Elle m'a giflée, le son résonnant dans le couloir. « Ça, c'est pour Gigi », a-t-elle sifflé.

« Et ça », a-t-elle dit, ses yeux brûlant d'une haine vieille de trois ans, « c'est pour Éléonore. C'est toi qui l'as tuée, espèce de salope. J'ai dit à tout le monde que c'était toi, et je continuerai de le dire. »

Une rage blanche que je n'avais pas ressentie depuis des années a déferlé en moi. J'ai levé la main et je l'ai giflée, de toutes mes forces.

« Je ne l'ai pas tuée ! »

Isabelle s'est contentée de rire, un son cruel et triomphant. « Ça n'a pas d'importance. Personne ne te croira jamais. Ni Adrien. Ni mes grands-parents. Pas même ta propre mère. Elle préfère Gigi à toi, tu sais. »

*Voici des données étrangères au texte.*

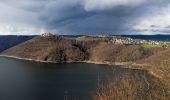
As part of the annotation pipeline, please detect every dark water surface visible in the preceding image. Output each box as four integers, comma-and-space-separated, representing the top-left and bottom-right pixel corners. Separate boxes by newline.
0, 57, 146, 100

Toute combativité m'a quittée. Elle avait raison.

J'ai titubé dans ma chambre et j'ai trouvé le rapport d'allergie. Mes mains tremblaient en fixant la signature du médecin, les mots cliniques qui prouvaient mon innocence.

À quoi bon ?

J'ai déchiré le papier en mille morceaux, les laissant tomber sur le sol comme des feuilles mortes. Les preuves ne signifiaient rien dans un monde où personne n'était prêt à écouter.